Bericht: Trump wies saudische Bitte um Hilfe zurück
Der saudi-arabische Kronprinz Mohammed bin Salman drängte US-Präsident Donald Trump einem Medienbericht zufolge vergeblich zu Militärschlägen gegen die Huthi-Rebellen. Der Kronprinz habe Trump noch am Donnerstag zweimal angerufen und zu Angriffen auf die vom Iran unterstützte Miliz aufgefordert, berichtete das Nachrichtenportal Axios unter Berufung auf zwei US-Regierungsvertreter am Freitag. Trump habe die Bitte jedoch abgelehnt.

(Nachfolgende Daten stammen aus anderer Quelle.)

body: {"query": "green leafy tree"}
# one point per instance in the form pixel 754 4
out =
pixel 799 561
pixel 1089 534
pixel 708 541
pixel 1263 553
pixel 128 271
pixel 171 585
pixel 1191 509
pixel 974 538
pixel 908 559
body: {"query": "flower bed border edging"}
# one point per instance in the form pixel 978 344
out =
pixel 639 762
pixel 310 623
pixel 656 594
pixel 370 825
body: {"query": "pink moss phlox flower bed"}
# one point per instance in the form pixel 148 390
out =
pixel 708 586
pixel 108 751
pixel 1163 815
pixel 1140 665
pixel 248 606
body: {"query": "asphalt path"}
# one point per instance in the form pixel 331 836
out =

Die US-Regierung beabsichtige derzeit nicht, direkt militärisch gegen die Huthis vorzugehen, und wolle sich auf den Konflikt mit dem Iran konzentrieren. Eine Stellungnahme der USA und Saudi-Arabiens lag zunächst nicht vor.
Die USA sind dem Axios-Bericht zufolge zwar über den wieder eskalierenden Konflikt im Jemen besorgt und weiteten ihre Unterstützung für Saudi-Arabien aus. Sie wollten jedoch eine direkte militärische Beteiligung vermeiden. US-Vertreter hätten Saudi-Arabien in den vergangenen Wochen signalisiert, dass Präsident Trump den Fokus auf den Iran und die Sicherung der Straße von Hormus richten und die Eröffnung einer weiteren militärischen Front vermeiden wolle.
Ölpreis nach starkem Anstieg wieder gesunken
Die Ölpreise stiegen aufgrund der Ereignisse zunächst stark. Der Preis für ein Barrel (159 Liter) Rohöl der Referenzsorte Brent aus der Nordsee erreichte zeitweise fast 110 US-Dollar (95 Euro). Gegen Handelsschluss am Freitag ging der Preis zeitweise auf 104 Dollar (90 Euro) zurück.